もっとも、遺産帰属性の論点以外に、状況によっては、共有不動産の管理・賃料分配の問題が民事訴訟に移行する可能性もある状況下で遺産確認請求訴訟を提起することは負担が重いため、遺産帰属性の論点は遺産分割調停において一括して協議することとしました。
また、共有不動産の管理・賃料の分配についても、遺産分割調停で協議し、その推移をみて必要があれば、民事訴訟を提起することとし、まず、遺産分割調停を申し立てました。
A社を受遺者とする遺贈に関する課税関係
A社敷地の遺贈をめぐる課税関係の問題点は既に述べたとおりですが、この点については、相続税申告を代理する税理士から長男に指摘があり、結論としてA社は遺贈を放棄したため、この問題点は顕在化せずに済みました。
本件の初期段階で最も深刻な問題が無事回避されたのは、相続人全員にとって有益でした。

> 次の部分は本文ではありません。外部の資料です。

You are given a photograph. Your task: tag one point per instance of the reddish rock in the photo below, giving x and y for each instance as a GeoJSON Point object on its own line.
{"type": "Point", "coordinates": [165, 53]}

A社敷地の遺贈に関する課税関係の問題を回避するには、A社が遺贈を放棄するという方法しか選択肢がなかったため、A社(=長男)が遺贈を放棄するという選択をしにくくなる状況は可能な限り排除しなければなりません。その意味で、遺贈が放棄された場合のA社の敷地の遺産帰属性の問題は、遺贈が放棄されるまでは取り上げないことが妥当だったと思われます。
放棄された遺贈対象財産の帰属先-
この論点については、調停段階で双方の主張が対立し、協議が進まなくなっておりました。そこで、長女らは、裁判所・長男ら側に対し、現状のまま協議が進まないのであれば、遺産分割調停を取り下げた上で、遺産確認請求訴訟を提起すると申し入れました。
これを受けて、担当裁判官が長男らと長女ら双方に対し、合意形成に向けて積極的に説得作業をすすめ、遺産帰属性について双方譲歩の上で妥結点を見出しました。これを受けて、遺産帰属性の論点は解決したものとして、遺産分割調停が進むことになりました。
A社敷地(底地)とA社株式の評価
A社敷地とA社株式の評価について、鑑定を行う場合の金銭的な負担は既にご説明したとおりですが、本件では、費用負担が過大であること、鑑定評価により不動産の評価額が大幅に伸びた場合でも、長男に代償金の支払能力の問題があること等から、相続税申告額を修正した金額をベースに交渉を進め、A社敷地及びA社株式の評価額について合意しました。
共有不動産の管理
共有不動産の管理については、A社敷地の取扱いについて合意が成立した後も、調停内での協議が進まない状況になっていました。また、裁判所側としても、共有不動産の管理については、遺産帰属性と異なり、遺産分割の判断に必須ではないため、それほど合意形成に重点をおいておりませんでした。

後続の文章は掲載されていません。